天国から降り注ぐ花のシャワー 愛犬が眠る場所を真っ白に埋め尽くすサガリバナ 沖縄・中城村

 【中城】県内各地でサガリバナ(サワフジ)が見頃を迎える中、中城村南上原の與座優子さん(48)、衛さん(59)宅では、例年にないほど、たくさんの花が咲いた。愛犬カールが昨年14歳で死に、木の下に埋葬して1年。與座家では、花咲かじいさんならぬ“花咲カールじいさん”の話題で持ちきりだ。

 約15年前に南上原に新築し、庭の端に小さなサガリバナを植えた。それから間もなく、1女3男の與座家に四男坊としてカールを迎え入れた。カールは、時折脱走するほどのわんぱくぶりで、與座家をにぎわせた。

 「人懐っこいが犬見知り。子どもたちと一緒に成長していった」と優子さん。
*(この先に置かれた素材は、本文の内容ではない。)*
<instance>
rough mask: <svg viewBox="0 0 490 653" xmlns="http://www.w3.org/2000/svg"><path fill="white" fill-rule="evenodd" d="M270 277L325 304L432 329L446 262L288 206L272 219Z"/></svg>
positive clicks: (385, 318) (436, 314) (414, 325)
カールの脱走時には衛さんが「末っ子が保護されたので、迎えに行きます」と、職場を沸かせたこともあるという。

 與座家でたくさんの愛の中で過ごしたカールは昨年の梅雨時に体調を崩し、6月24日に息を引き取った。火葬後はカールと子どもたちの成長を見守ってきた庭のサガリバナの根元に埋葬した。

 今年の6月24日、優子さんが庭のサガリバナをふと見ると、例年の何倍もの実をつけていた。その後、庭に香りが立ちこめるほど一気に満開となった。散った花びらは真っ白なじゅうたんのように積もっていたという。

 昨年の今ごろは「玄関で迎えてくれていた姿がなくなって。悲しくて寂しくて仕方がなかった」という優子さんだが、今年は庭の木にも会話にも花を咲かせた愛犬を笑顔で振り返る。「今までたくさんの思い出をありがとう。今年もわが家を楽しませてくれてありがとうねカール」。天国の愛犬へ言葉を掛けた。